In a conclusion that will probably cause few readers to spill their evening tea, she states that “quantitative analyses revealed that New Yorker characters are not representative of Americans or New York State residents in terms of their race.”

But don’t those same readers, and especially New York Times writers and readers, habitually spill a great deal of tea, and more, when they hear of such “disparities” in, say, entering freshmen or the number of minority computer programmers? Doesn’t the NAACP complain with regularity about how minorities are “underrepresented” in Hollywood? Don’t the mainline journalism organizations wring their ink-stained hands at every opportunity of the low percentage of minority journalists?

Is there any reason why New Yorker fiction editors should receive less criticism than Ivy League admissions officers or Hollywood producers when, in the exercise of their unregulated discretion, their notion of “merit” leads them to publish an ethnically unrepresentative collection of authors who populate their stories with an ethnically unrepresentative cast of characters?

Say What? (3)

  1. Stephen June 2, 2004 at 9:41 am | | Reply

    The proper white Manhattan liberal attitude toward blacks is weepy condescension and avoidance of any actual contact.

    The typical white Manhattan snobbery represented by the “I don’t do the boroughs” mentality can roughly be translated to mean “I don’t actually associated with blacks.”

    I live in the boroughs, and actually associated with blacks, which (in the strange world of the white Manhattan leftist) makes me “stupid.” Wait a minute! I’m also married to an Asian woman. That makes me, in addition, “backward and oppressive.” But, in theory, diversity is God…

  2. David Nieporent June 2, 2004 at 2:46 pm | | Reply

    I think you misinterpreted that quote, John. I don’t think the comment was, “Few people will be upset by it” but “Few people will be surprised by it.”

    The reason New Yorker editors receive less criticism than Hollywood is because (a) far fewer people read the New Yorker, and (b) New Yorker characters aren’t real people. If you make a sitcom with a white character rather than a black one, that’s a black actor who hasn’t gotten a job.

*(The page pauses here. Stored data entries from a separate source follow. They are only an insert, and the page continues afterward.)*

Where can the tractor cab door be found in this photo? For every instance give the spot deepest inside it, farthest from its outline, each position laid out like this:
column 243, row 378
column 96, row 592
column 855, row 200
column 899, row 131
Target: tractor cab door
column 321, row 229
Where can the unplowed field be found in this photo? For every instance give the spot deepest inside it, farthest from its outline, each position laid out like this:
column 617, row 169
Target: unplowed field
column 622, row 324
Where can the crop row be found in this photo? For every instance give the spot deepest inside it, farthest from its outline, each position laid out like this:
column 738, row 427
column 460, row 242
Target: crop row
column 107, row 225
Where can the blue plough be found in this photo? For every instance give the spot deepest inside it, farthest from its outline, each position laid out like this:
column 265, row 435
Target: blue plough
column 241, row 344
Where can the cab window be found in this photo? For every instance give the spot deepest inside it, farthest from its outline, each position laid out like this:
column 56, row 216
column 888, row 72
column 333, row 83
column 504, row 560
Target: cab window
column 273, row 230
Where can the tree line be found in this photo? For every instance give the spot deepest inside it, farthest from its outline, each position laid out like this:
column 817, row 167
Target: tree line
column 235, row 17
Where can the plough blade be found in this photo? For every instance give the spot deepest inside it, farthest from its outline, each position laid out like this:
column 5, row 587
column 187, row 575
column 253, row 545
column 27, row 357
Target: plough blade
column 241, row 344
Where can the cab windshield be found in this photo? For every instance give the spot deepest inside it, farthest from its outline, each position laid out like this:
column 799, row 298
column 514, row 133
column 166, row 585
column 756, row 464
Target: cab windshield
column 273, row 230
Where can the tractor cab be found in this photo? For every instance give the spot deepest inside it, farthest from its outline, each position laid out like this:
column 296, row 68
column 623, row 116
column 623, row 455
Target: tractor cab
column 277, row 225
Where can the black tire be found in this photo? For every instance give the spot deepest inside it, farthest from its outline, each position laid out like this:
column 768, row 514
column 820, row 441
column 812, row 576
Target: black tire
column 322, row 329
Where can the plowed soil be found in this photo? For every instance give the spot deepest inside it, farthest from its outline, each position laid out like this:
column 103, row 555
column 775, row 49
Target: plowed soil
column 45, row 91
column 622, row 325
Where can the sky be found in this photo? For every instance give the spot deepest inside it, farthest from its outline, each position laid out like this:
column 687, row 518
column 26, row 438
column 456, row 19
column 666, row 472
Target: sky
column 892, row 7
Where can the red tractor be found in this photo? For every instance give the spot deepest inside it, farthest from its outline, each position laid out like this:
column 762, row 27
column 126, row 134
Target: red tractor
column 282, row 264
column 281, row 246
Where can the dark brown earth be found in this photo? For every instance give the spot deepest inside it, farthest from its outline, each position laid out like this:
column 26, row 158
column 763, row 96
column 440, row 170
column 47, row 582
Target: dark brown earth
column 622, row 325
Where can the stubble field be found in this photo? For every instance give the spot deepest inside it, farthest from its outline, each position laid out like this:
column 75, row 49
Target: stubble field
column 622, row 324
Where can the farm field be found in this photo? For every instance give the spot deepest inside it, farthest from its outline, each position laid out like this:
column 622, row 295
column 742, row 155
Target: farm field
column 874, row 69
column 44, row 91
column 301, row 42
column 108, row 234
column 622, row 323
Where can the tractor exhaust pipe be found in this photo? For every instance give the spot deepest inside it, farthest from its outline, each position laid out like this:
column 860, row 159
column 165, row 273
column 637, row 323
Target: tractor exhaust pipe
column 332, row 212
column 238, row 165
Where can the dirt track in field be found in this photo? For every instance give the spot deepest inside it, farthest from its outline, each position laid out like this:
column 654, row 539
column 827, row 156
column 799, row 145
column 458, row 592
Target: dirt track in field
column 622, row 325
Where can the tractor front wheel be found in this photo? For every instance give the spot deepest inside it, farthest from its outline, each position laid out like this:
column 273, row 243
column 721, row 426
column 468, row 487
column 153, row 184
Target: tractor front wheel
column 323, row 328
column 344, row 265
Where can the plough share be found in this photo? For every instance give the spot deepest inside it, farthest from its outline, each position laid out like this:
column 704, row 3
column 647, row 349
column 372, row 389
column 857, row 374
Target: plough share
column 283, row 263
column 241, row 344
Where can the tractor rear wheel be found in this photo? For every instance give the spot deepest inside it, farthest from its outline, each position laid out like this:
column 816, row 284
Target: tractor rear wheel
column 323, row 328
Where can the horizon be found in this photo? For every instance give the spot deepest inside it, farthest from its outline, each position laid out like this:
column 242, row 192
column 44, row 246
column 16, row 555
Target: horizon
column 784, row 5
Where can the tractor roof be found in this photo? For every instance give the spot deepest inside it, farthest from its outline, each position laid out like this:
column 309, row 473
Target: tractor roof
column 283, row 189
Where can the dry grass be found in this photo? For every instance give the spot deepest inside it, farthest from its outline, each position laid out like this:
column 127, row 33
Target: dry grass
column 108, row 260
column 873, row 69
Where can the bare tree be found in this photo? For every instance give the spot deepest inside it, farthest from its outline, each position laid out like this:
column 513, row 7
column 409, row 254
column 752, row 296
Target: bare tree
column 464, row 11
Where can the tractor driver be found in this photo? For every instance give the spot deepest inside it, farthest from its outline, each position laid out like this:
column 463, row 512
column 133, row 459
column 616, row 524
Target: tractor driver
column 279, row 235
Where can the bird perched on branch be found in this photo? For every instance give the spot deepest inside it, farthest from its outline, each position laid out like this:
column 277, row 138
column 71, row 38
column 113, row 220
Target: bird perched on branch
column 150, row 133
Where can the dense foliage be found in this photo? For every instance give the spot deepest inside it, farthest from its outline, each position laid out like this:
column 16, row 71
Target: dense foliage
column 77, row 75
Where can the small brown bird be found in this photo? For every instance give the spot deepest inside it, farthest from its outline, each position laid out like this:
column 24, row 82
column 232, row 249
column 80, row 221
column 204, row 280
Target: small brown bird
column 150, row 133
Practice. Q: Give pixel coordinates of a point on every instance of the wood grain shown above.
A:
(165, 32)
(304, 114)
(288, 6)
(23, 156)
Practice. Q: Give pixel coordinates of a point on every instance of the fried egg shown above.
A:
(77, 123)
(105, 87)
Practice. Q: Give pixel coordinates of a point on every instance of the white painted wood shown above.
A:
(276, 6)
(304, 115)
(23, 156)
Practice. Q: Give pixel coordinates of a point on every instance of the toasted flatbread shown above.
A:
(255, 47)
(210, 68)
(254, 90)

If you hire a white journalist rather than a black one, that’s a black reporter who hasn’t gotten a job. If you write a story with a white character than a black one, though, the situation is different. (I’m not saying that it’s reasonable to complain in the first two cases, in the absence of actual discrimination; I’m just explaining.)

  3. Alex Bensky June 2, 2004 at 8:38 pm | | Reply

    John, what a silly question. The reason that the New Yorker isn’t subject to the same affirmative action calls is because the elites who push affirmative action actually care about the New Yorker.